There are few professions more glamorous and valorized than "professional athlete." However, there are many levels of fame and fortune within that very special group. For instance, the life of the superstar differs greatly from that of the rookie. And that's to say nothing of the differences between players in those subsets — Kobe Bryant is not Tim Duncan, just as Andrew Wiggins is not a second-rounder known only by diehards.
So, when a rapper takes a picture with two mainstream-popular All-NBA performers, none of the trio wants a four-year college player and rookie averaing 12.5 minutes per game to join in on the phone. So it was pretty weird to see Chicago Bulls rookie Doug McDermott on the right of a photo involving rapper Kid Ink and Los Angeles Clippers stars Blake Griffin and Chris Paul (via SB Nation):
— Scott Albanese (@SAlbanese03) November 18, 2014
What happened here? Was Kid Ink a particularly big fan of McDermott during his Player of the Year campaign in 2013-14 at Creighton University? Did Paul want to acknowledge an opponent in the spirit of friendly competition? Maybe Griffin found out that Dougie McBuckets is taking improv classes in Chicago?
None of the above. It looks like McDermott just tried to jump in the shot without being invited.
It's easy to see why Griffin, Paul, and Kid Ink may have been upset. No one wants some interloper to photobomb a perfectly good image, especially when his version of a photobomb involves making it look like he's part of a circle of friends.
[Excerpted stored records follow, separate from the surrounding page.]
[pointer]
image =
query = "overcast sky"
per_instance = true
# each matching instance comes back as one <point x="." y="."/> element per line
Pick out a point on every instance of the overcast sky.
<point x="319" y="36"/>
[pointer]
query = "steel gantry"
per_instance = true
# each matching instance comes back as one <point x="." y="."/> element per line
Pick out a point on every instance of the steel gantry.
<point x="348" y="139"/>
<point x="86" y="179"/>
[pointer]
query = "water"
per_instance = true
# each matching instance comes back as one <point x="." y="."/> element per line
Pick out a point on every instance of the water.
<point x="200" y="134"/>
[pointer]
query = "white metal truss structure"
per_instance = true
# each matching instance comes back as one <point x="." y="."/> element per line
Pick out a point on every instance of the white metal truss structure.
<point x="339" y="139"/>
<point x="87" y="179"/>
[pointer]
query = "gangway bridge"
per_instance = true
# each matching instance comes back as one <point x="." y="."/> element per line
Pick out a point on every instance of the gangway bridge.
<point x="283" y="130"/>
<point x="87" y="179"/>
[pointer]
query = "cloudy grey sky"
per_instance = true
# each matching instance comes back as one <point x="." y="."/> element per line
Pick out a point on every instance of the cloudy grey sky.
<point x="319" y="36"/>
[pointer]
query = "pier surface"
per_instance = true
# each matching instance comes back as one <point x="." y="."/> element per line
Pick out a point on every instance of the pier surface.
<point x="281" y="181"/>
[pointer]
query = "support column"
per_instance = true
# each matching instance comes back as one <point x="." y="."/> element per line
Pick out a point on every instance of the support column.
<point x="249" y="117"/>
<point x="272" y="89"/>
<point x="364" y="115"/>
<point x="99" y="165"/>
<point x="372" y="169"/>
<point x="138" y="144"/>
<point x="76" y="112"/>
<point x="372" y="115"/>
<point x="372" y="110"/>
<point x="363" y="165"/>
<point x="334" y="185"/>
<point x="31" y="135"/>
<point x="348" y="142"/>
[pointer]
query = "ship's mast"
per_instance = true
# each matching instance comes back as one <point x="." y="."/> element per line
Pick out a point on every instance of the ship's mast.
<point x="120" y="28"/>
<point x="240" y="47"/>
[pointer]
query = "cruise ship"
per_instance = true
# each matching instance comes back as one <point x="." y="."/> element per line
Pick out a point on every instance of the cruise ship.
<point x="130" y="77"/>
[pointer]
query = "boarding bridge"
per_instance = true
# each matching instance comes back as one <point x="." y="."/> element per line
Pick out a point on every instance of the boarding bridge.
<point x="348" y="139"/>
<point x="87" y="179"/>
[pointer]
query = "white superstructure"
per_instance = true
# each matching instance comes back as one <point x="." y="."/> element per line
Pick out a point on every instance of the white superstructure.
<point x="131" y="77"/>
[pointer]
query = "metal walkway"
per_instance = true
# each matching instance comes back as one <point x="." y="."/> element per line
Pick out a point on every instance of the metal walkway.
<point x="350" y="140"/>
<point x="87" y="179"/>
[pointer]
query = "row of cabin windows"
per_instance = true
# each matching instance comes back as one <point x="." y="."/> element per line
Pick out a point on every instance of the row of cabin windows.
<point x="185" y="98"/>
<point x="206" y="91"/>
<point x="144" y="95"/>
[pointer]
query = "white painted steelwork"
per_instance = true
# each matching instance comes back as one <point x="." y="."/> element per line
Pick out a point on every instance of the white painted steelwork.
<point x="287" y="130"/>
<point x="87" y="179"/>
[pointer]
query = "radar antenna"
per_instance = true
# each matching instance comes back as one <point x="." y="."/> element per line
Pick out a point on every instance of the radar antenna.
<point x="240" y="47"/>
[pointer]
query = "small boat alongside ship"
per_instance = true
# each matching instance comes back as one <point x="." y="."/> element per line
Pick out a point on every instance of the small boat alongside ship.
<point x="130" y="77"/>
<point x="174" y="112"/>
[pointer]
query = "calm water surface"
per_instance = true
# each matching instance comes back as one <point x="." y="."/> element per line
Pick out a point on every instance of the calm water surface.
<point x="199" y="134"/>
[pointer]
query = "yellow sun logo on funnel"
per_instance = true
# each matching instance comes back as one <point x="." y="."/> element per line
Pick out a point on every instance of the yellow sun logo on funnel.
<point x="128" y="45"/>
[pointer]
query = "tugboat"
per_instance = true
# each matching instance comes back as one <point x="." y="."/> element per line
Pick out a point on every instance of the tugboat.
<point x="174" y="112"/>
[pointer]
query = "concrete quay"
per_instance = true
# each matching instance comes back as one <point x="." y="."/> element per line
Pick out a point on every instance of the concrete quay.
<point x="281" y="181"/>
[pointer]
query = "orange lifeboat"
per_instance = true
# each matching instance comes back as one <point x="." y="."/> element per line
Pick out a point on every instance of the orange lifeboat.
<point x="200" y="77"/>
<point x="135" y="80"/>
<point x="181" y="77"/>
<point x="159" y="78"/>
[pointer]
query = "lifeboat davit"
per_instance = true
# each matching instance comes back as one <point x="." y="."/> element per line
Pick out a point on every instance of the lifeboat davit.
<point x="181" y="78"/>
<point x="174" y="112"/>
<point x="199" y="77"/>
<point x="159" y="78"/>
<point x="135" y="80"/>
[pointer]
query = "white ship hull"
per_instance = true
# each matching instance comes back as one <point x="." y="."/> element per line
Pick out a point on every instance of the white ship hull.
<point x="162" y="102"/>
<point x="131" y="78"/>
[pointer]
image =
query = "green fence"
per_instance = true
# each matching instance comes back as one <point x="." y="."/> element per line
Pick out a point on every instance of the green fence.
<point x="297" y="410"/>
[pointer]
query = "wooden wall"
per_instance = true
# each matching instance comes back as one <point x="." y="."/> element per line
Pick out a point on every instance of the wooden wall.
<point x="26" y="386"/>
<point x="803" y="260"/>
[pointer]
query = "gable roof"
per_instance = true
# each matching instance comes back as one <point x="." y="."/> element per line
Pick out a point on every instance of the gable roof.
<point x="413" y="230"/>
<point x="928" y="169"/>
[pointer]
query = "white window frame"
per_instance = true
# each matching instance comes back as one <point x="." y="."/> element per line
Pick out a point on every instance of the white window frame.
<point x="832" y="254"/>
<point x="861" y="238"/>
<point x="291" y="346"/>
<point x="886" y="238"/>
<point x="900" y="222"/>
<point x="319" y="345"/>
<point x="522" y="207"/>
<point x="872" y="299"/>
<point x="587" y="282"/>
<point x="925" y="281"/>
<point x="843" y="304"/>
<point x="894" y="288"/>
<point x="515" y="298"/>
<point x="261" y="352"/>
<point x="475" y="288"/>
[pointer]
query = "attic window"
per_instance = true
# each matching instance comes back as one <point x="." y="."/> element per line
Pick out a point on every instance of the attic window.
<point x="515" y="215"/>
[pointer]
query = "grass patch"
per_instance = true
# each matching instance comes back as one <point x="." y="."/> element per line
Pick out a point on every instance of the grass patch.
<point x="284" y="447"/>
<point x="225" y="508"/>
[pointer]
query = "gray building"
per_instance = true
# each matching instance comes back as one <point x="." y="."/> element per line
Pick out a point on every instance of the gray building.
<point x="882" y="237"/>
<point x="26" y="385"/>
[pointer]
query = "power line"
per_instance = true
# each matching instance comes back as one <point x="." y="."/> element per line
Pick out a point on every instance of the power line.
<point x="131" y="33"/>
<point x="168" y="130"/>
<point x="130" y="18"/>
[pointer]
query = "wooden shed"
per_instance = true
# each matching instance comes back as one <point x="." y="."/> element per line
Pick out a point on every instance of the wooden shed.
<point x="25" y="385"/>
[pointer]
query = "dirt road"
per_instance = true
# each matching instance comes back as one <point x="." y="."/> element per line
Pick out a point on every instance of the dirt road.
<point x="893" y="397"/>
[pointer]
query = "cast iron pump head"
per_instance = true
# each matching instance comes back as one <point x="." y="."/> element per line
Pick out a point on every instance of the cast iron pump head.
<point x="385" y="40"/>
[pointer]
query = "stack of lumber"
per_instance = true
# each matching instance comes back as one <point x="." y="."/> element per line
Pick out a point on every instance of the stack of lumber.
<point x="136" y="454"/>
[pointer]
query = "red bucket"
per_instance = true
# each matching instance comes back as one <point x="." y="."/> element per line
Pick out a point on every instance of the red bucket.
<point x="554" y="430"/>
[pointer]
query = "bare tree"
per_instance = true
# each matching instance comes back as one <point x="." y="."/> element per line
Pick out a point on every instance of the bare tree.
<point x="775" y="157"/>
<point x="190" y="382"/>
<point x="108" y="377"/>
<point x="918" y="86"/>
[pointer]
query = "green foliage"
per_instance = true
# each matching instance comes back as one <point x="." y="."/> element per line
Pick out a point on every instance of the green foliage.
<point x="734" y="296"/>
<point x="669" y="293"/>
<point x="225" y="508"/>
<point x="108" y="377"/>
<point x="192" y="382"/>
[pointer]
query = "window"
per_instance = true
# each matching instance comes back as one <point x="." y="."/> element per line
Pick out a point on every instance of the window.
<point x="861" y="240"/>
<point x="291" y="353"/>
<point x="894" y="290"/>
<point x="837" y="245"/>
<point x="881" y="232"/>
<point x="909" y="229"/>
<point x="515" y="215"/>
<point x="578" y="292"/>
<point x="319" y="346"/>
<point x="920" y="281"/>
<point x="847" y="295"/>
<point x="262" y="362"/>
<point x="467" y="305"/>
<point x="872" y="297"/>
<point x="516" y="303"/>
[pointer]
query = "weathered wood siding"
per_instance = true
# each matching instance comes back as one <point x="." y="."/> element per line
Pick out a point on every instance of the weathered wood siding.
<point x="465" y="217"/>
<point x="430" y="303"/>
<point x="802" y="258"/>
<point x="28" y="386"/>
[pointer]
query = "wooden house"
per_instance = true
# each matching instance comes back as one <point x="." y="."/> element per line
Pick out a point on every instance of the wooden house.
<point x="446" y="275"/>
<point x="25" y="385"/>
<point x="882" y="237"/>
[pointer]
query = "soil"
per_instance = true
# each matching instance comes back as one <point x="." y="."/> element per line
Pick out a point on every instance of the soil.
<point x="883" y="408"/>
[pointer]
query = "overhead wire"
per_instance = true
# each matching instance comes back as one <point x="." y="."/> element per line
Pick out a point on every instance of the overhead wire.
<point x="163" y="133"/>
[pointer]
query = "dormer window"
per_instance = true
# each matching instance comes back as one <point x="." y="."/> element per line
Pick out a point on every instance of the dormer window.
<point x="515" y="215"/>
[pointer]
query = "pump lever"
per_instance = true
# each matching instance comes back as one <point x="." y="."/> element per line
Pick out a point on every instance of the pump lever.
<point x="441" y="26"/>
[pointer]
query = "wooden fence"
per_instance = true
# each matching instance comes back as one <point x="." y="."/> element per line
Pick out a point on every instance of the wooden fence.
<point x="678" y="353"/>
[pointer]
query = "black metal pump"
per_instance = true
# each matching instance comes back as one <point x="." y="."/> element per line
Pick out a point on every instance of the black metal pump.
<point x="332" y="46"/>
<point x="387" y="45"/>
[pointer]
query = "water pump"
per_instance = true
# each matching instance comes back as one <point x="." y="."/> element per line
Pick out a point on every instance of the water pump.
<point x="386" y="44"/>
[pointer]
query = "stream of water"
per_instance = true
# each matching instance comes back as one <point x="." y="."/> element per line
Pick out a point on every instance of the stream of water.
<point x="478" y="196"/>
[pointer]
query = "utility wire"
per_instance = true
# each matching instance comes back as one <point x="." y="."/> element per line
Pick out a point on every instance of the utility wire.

It probably didn't help that McDermott is pretty much the dictionary definition of NBA uncool. He played all four years in college despite earning All-America honors three times, isn't particularly athletic, and boasts a fan base that seems to support him less as a basketball player than as an avatar of various Right Way fundamentals that players supposedly lose when they transfer from college to the pros. (Never mind if McDermott actually exemplifies these characteristics — to the extent they even exist — or actually wants to be involved in these culture wars.) It's not just that McDermott wasn't wanted in the picture. It's that his presence just doesn't make sense based on his relative standing in the social hierarchy of basketball.
McDermott didn't exactly make the case that he deserved to be in the photo with his play in Monday's game — he had no points on 0-of-2 shooting in 10 minutes, during which he logged a -12 plus-minus. On the other hand, the Bulls defeated the Clippers 105-89 even without Derrick Rose and Pau Gasol. Perhaps McDermott's gambit served as good luck.
If so, he should try to jump into another photo on Thursday when the Bulls face the Sacramento Kings at Sleep Train Arena. DeMarcus Cousins poses with the members of Tesla before every home game, right?